The most prevalent markers were legacy substance-use labels such as “abuse” and “IVDU,” as well as behavioral descriptors such as “refused.” The locally deployed LLM served as a rule-constrained contextual adjudicator to validate candidate stigmatizing language identified by deterministic NLP. These findings suggest that documentation differences associated with PDD within an OUD-only cohort are driven by lexical choices and narrative framing rather than diagnostic content alone.

Conclusion & Discussion: In this retrospective analysis of discharge summaries from an OUD-only inpatient cohort, the PDD cohort demonstrated a higher prevalence and frequency of predefined stigmatizing lexical markers compared with the non-PDD cohort. This disparity persisted after excluding administrative PDD terminology and neutral diagnostic language, suggesting that differences are driven by narrative framing rather than clinical content.

These findings demonstrate the feasibility of combining deterministic NLP with privacy-preserving, local LLMs to audit documentation at scale. Here, the LLM functioned as a rule-constrained, contextual adjudicator to validate candidate language rather than inferring clinician intent. This offers a governance-aligned method for health systems to evaluate documentation practices without external data exposure.

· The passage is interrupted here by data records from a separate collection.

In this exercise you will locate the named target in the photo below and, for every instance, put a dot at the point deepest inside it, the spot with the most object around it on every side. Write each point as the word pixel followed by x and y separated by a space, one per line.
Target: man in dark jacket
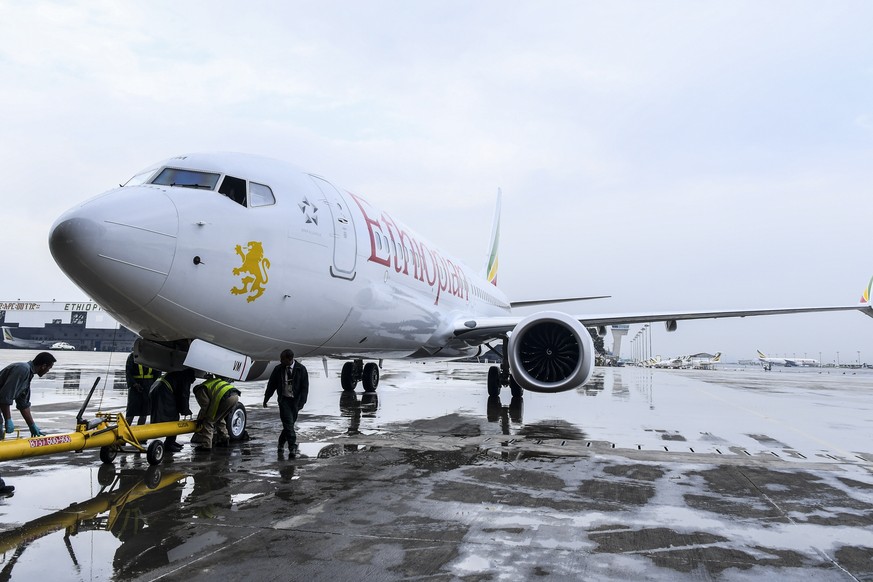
pixel 291 381
pixel 170 395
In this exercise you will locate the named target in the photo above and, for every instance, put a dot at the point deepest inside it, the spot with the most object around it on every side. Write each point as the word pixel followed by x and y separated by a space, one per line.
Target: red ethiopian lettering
pixel 374 229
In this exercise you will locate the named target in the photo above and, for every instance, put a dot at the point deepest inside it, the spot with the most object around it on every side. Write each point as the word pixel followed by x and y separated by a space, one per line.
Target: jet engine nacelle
pixel 550 352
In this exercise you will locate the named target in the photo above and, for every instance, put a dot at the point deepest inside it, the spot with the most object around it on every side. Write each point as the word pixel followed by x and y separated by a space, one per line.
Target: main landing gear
pixel 356 371
pixel 499 376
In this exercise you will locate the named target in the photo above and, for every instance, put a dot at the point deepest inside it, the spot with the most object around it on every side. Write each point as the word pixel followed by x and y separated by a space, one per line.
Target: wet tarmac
pixel 642 475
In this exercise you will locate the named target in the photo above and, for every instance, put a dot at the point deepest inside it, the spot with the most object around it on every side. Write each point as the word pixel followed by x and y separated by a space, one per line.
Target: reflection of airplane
pixel 17 342
pixel 222 283
pixel 113 497
pixel 787 362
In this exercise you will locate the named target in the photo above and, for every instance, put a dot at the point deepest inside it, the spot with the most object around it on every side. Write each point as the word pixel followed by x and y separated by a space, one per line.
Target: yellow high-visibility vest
pixel 217 388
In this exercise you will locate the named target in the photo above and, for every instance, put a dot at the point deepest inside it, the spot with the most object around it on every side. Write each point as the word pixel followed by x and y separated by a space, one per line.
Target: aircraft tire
pixel 108 453
pixel 493 381
pixel 516 390
pixel 347 380
pixel 153 476
pixel 106 474
pixel 371 377
pixel 155 452
pixel 236 422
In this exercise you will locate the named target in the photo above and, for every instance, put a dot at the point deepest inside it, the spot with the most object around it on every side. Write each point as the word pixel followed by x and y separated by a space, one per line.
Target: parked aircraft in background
pixel 787 362
pixel 220 261
pixel 16 342
pixel 705 361
pixel 676 363
pixel 62 346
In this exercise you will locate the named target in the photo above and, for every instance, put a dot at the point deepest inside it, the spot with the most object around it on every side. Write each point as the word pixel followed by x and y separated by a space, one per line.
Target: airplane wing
pixel 485 328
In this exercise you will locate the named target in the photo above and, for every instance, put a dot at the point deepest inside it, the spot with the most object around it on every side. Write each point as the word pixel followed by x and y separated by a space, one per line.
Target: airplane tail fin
pixel 491 265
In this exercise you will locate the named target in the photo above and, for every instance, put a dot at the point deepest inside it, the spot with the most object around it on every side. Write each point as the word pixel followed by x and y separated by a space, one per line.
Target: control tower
pixel 618 332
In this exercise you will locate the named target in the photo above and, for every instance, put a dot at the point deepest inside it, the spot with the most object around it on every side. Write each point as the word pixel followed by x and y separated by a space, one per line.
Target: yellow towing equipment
pixel 109 431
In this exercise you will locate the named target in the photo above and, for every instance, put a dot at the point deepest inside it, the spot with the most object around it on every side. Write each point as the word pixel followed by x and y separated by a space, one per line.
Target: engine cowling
pixel 550 352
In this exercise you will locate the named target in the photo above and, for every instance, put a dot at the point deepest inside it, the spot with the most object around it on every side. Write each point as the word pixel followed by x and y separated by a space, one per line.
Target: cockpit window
pixel 234 188
pixel 260 195
pixel 141 178
pixel 186 179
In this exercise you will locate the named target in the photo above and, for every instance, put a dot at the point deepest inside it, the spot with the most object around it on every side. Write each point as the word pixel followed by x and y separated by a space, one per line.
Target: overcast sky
pixel 674 155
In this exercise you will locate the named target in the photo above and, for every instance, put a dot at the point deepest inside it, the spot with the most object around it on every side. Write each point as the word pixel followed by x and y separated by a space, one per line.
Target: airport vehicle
pixel 219 261
pixel 787 362
pixel 111 432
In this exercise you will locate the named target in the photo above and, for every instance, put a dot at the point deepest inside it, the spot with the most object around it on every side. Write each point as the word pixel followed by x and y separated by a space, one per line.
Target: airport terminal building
pixel 62 325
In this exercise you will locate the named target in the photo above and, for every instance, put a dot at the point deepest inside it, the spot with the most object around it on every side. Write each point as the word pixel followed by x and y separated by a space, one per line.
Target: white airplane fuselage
pixel 320 270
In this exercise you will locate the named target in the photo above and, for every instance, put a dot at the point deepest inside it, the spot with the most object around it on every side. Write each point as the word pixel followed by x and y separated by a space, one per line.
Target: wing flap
pixel 485 328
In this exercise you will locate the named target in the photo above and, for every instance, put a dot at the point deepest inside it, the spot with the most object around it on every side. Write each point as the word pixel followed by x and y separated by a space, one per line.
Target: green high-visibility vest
pixel 217 388
pixel 145 373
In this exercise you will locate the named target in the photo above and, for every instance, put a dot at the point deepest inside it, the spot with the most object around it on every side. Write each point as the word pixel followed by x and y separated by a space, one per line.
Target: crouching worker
pixel 169 397
pixel 217 398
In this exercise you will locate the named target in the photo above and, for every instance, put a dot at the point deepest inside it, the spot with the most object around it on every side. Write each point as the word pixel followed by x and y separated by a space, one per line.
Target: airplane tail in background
pixel 491 266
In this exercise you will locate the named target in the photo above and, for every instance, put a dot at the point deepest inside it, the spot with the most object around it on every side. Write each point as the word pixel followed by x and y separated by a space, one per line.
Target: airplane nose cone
pixel 118 247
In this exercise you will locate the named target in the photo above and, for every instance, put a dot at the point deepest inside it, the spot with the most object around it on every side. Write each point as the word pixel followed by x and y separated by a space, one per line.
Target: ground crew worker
pixel 216 398
pixel 139 380
pixel 15 387
pixel 291 381
pixel 169 396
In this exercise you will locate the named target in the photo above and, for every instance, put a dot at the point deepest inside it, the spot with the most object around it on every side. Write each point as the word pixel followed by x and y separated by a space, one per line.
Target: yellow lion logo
pixel 253 269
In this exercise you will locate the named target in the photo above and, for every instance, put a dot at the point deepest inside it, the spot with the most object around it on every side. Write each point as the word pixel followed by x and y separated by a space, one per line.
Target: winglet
pixel 865 297
pixel 491 266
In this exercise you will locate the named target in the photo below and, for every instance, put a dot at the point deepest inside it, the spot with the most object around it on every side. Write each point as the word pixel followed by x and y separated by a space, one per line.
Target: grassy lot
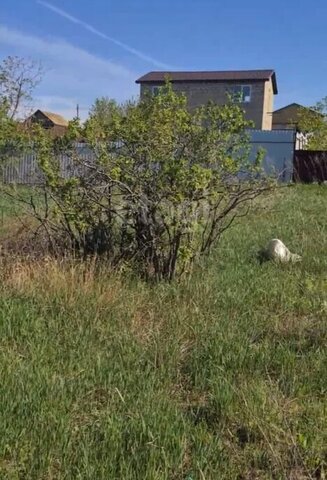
pixel 220 377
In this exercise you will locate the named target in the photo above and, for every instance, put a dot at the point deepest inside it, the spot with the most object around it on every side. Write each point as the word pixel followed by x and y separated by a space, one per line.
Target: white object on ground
pixel 277 251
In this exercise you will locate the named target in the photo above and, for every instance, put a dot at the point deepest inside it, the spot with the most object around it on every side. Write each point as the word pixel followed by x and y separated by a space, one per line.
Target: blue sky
pixel 91 48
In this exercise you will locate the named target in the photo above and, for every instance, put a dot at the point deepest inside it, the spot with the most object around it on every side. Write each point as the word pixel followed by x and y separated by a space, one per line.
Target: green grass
pixel 220 377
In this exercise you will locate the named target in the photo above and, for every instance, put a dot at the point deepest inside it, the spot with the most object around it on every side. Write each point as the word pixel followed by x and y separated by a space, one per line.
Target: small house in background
pixel 254 90
pixel 56 124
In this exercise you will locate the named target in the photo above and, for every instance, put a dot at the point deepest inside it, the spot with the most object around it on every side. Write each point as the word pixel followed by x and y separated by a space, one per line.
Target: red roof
pixel 211 76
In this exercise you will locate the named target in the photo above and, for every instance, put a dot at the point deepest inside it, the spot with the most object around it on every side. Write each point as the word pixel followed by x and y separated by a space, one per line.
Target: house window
pixel 155 90
pixel 240 93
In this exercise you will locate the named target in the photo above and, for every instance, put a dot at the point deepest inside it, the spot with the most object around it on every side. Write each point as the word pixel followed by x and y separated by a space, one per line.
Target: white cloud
pixel 103 35
pixel 72 75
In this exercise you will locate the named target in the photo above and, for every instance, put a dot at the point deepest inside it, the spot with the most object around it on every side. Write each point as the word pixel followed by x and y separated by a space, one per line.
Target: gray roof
pixel 211 76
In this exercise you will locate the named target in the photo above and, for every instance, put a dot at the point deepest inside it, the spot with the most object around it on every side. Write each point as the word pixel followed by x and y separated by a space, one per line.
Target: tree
pixel 160 188
pixel 313 121
pixel 103 109
pixel 18 79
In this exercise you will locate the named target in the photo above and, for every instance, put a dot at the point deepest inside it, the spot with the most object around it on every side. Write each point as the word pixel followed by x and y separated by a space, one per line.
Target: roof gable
pixel 55 118
pixel 211 76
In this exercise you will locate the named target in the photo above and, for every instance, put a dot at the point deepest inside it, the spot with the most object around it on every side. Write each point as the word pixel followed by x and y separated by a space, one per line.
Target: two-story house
pixel 254 89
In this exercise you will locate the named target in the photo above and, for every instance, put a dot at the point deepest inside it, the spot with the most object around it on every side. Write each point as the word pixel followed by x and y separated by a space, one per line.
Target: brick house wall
pixel 198 93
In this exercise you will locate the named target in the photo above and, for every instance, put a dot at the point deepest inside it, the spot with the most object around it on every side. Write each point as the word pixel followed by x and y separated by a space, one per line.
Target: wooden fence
pixel 25 170
pixel 310 166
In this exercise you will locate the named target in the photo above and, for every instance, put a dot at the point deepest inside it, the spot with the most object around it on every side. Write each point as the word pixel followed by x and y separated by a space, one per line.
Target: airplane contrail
pixel 100 34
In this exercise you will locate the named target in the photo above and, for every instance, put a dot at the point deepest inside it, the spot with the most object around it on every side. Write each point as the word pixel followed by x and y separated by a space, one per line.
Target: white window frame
pixel 244 99
pixel 155 89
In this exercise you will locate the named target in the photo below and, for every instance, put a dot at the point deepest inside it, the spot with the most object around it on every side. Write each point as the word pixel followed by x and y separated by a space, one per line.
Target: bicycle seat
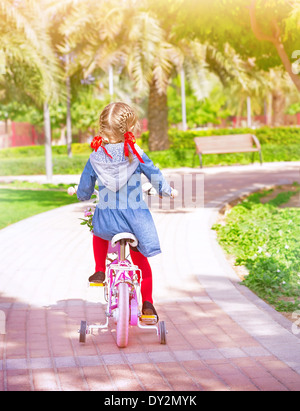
pixel 124 236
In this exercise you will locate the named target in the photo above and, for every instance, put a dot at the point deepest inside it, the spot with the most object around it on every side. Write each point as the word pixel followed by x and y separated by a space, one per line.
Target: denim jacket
pixel 121 207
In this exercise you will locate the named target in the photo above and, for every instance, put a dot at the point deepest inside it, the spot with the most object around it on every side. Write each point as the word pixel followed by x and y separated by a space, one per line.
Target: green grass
pixel 265 239
pixel 21 200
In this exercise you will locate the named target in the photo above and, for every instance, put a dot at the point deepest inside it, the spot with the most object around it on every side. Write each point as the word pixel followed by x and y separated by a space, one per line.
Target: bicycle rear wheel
pixel 123 317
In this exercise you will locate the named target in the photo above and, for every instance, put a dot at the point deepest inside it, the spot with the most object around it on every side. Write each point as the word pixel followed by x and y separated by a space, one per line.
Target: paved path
pixel 221 336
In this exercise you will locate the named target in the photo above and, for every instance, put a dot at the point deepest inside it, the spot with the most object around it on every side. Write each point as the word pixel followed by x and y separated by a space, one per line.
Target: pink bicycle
pixel 122 292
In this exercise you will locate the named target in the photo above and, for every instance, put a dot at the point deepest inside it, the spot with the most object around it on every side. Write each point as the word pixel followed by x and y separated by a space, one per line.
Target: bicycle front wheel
pixel 123 317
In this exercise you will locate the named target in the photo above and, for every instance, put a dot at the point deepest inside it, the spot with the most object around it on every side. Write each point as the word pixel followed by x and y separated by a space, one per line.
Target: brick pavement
pixel 220 336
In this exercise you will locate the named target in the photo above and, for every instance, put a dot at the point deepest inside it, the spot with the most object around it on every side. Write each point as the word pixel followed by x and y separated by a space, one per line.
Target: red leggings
pixel 100 252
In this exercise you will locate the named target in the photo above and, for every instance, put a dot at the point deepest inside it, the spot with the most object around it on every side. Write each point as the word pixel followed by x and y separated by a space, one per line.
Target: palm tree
pixel 133 41
pixel 31 72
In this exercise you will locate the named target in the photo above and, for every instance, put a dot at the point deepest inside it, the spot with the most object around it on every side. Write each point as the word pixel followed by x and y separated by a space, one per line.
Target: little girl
pixel 117 164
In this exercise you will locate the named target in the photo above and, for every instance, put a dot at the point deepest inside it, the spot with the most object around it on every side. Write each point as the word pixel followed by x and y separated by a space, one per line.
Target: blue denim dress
pixel 121 207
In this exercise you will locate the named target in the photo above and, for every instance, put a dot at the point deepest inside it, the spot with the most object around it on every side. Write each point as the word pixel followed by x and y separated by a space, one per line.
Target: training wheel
pixel 162 332
pixel 82 332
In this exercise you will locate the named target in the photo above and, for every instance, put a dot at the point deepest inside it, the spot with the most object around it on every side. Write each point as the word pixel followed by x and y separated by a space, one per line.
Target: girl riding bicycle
pixel 116 164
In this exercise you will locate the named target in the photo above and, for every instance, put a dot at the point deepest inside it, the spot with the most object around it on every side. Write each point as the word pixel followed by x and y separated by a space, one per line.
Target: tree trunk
pixel 48 145
pixel 274 39
pixel 69 120
pixel 158 119
pixel 269 109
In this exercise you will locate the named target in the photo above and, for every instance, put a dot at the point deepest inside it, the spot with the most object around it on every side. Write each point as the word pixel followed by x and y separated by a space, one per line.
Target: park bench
pixel 235 143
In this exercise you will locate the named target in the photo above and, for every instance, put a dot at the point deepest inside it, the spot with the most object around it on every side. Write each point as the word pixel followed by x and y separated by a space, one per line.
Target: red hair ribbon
pixel 130 141
pixel 96 143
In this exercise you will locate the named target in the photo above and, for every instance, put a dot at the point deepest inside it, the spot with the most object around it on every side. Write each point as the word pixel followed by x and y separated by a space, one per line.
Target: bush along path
pixel 262 234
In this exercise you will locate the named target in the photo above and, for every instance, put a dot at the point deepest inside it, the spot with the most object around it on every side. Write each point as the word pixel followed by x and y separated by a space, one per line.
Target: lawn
pixel 262 234
pixel 22 200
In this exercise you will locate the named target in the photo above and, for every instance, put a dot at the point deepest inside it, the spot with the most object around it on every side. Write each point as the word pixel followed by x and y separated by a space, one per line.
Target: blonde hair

Limitations include the use of retrospective discharge summaries and a focus on predefined markers rather than implicit stigma. Additionally, these observed associations do not imply causality. Finally, the LLM primarily served a confirmatory role and was not evaluated for balanced discrimination or recall of non-stigmatizing language. Despite these limitations, this work supports the use of local, auditable language models as a practical, scalable tool for quality improvement and documentation review in OUD care.

References:

Barcelona V, Scharp D, Idnay BR, Moen H, Cato K, Topaz M. Identifying stigmatizing language in clinical documentation: a scoping review of emerging literature. PLoS One. 2024;19(6):e0303653. doi:10.1371/journal.pone.0303653

Goddu AP, O'Conor KJ, Lanzkron S, et al. Do words matter? Stigmatizing language and the transmission of bias in the medical record. J Gen Intern Med. 2018;33(5):685-691. doi:10.1007/s11606-017-4289-2

Johnson AEW, Pollard TJ, Shen L, et al. MIMIC-IV, a freely accessible electronic health record dataset. Sci Data. 2023;10:1. doi:10.1038/s41597-022-01899-x

Sethi R, Caskey J, Gao Y, et al. Detecting stigmatizing language in clinical notes with large language models for addiction care. npj Health Syst. 2026;3:15. doi:10.1038/s44401-026-00069-0

Weiner SG, Lo YC, Carroll AD, et al. The Incidence and Disparities in Use of Stigmatizing Language in Clinical Notes for Patients With Substance Use Disorder. J Addict Med. 2023;17(4):424-430. doi:10.1097/ADM.0000000000001145

Disclosure(s):

Joseph A. Izzo, MD: No financial relationships to disclose

Learning Objectives:

Identify the significant disparity in stigmatizing language documented in the electronic health records of patients with opioid use disorder who are discharged against medical advice compared to routine discharges.
Evaluate the feasibility of using locally deployed, privacy-preserving large language models as a scalable tool for auditing clinical documentation and narrative framing in addiction medicine.
Discuss how narrative bias in clinical documentation acts as a modifiable, system-level contributor to health inequities and treatment fragmentation for vulnerable patient populations.